Cerveau : comment se forment nos souvenirs
Notre mémoire est très efficace : il ne suffit que de quelques secondes pour qu’elle enregistre un événement personnel, comme le premier jour de sa rentrée en 6e, son premier baiser, ou encore la fois où l’on essaie son nouveau vélo reçu à Noël. Toutes ces informations, comprenant l’événement en soi mais aussi la date et son contexte (lieu, moment, personnes présentes etc.) sont stockées par la mémoire dite « épisodique ». Comment procède-t-elle ? L’enregistrement d’un souvenir implique l’activation très rapides de neurones, qui « s’illuminent » individuellement si un élément rappelant la scène resurgit, révèle une équipe de chercheurs de l’université de Californie (aux États-Unis) et de Leicester (au Royaume-Uni). Un mécanisme cérébral fascinant que ces scientifiques viennent de découvrir et qu’ils détaillent dans la revue Neuron.
La découverte du « neurone Jennifer Aniston »
La compréhension de la formation d’un souvenir dans la mémoire épisodique commence réellement en 2005, lorsque des neuroscientifiques décèlent un neurone ne s’activant que lorsque l’on montre des photos de l’actrice américaine Jennifer Aniston aux cobayes. Un autre neurone ne réagissait qu’aux photos d’une autre comédienne, Halle Berry, et ce même avec son masque de Catwoman. « Mais attention toutefois à l’interprétation de cette étude : celle-ci ne prouve pas qu’un seul neurone s’active lorsque l’on voit une image de Jennifer Aniston ou de Halle Berry, commente à Sciences et Avenir Gabriel Lepousez, chercheur en neurosciences à l’Institut Pasteur. Il en existe forcément d’autres car il serait trop risqué qu’un seul neurone soit chargé de mémoriser une image, puisqu’en cas de perte, l’image serait à jamais oubliée. » En fait, selon des travaux ultérieurs, un nombre assez faible de neurones serait impliqué dans la représentation d’une personne, d’un lieu ou d’un concept donné, rendant le cerveau terriblement efficace pour le stockage d’informations.
Dans cette nouvelle étude, les chercheurs sont parvenus à observer ce fameux « neurone Jennifer Aniston » chez 14 patients atteints d’une forme grave d’épilepsie (voir encadré ci-dessous). Ils leur ont implanté des électrodes dans une zone du cerveau appelée « lobe temporal médian », comprenant notamment l’hippocampe et l’amygdale et connue pour être impliquée dans la mémorisation. La précision de la mesure était telle que les chercheurs pouvaient distinguer l’activité de neurones isolés.
Afin de mener des études sur la mémoire, les chercheurs implantent des électrodes dans le cerveau de volontaires atteints d’une forme grave d’épilepsie et devant subir une opération chirurgicale du cerveau. Ils profitent ainsi du fait que ces patients doivent subir une opération du cerveau pour étudier le fonctionnement de ce dernier. Car l’on imagine facilement que peu de volontaires « sains » soient prêts à subir une chirurgie aussi invasive au nom de la science…
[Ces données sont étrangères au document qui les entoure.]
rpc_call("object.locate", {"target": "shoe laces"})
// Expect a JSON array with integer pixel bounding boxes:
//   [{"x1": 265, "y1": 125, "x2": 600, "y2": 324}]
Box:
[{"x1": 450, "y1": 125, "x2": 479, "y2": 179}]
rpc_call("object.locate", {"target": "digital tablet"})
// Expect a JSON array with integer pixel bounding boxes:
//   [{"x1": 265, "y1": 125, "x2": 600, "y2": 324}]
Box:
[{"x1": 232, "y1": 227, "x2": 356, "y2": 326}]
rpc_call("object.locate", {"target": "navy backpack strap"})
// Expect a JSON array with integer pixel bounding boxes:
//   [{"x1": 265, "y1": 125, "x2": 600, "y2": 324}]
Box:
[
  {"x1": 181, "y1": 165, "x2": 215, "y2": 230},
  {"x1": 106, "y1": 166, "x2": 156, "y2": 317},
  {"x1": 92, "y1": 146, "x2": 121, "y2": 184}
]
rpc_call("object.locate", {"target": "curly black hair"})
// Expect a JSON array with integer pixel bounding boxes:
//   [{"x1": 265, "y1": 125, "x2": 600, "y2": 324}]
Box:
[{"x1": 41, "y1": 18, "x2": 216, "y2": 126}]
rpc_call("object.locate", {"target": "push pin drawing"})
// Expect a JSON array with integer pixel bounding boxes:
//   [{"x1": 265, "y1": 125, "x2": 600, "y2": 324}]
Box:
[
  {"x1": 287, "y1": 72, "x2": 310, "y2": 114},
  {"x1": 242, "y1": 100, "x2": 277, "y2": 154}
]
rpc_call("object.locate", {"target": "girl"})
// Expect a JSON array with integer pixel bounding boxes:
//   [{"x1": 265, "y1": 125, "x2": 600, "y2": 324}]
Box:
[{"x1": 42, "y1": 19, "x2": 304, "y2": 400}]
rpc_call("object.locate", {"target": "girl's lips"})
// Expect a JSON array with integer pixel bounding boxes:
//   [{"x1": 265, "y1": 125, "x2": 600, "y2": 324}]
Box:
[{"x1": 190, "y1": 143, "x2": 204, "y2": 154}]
Une seule image suffit à associer une personne et un lieu à vie
Les chercheurs ont donc commencé par montrer aux volontaires des portraits d’acteurs, comme Jennifer Aniston ou Clint Eastwood (pour changer). Puis, après avoir identifié les neurones qui s’activent à la vue de ces personnes, ils ont montré de nouveau aux patients ces mêmes célébrités mais avec, au dernier plan, un monument connu. Ainsi, Jennifer Aniston se trouvait devant la Tour Eiffel et Clint Eastwood au pied de la Tour de Pise (voir ci-contre). Les volontaires devaient alors mémoriser ces associations. Enfin, seules les images des lieux leur étaient présentées. Verdict : l’image de la tour Eiffel déclenchait l’activation de « neurones Aniston », celle de la Tour de Pise les « neurones Eastwood ». Et devant les autres images, ces neurones demeuraient totalement inactifs.
Étonnamment, il a suffi aux sujets de voir une seule fois le montage personnalité/monument pour qu’ils mémorisent l’association. « C’est un changement radical par rapport aux expériences menées chez l’animal, pour qui cet apprentissage est observé après de nombreux entraînements, explique Gabriel Lepousez. « C’est crucial pour comprendre le processus neurologique sous-jacent à la formation de souvenirs en situation réelle, ajoute dans un communiqué Rodrigo Quian Quiroga, co-auteur de l’étude, car au quotidien, nous ne sommes pas exposés de façon répétée à un événement pour nous en rappeler, une fois suffit. » Ce dernier espère que la découverte de ce mécanisme pourrait conduire à une meilleure compréhension de la perte de mémoire et de nouvelles méthodes pour combattre la maladie d’Alzheimer et d’autres maladies neurologiques.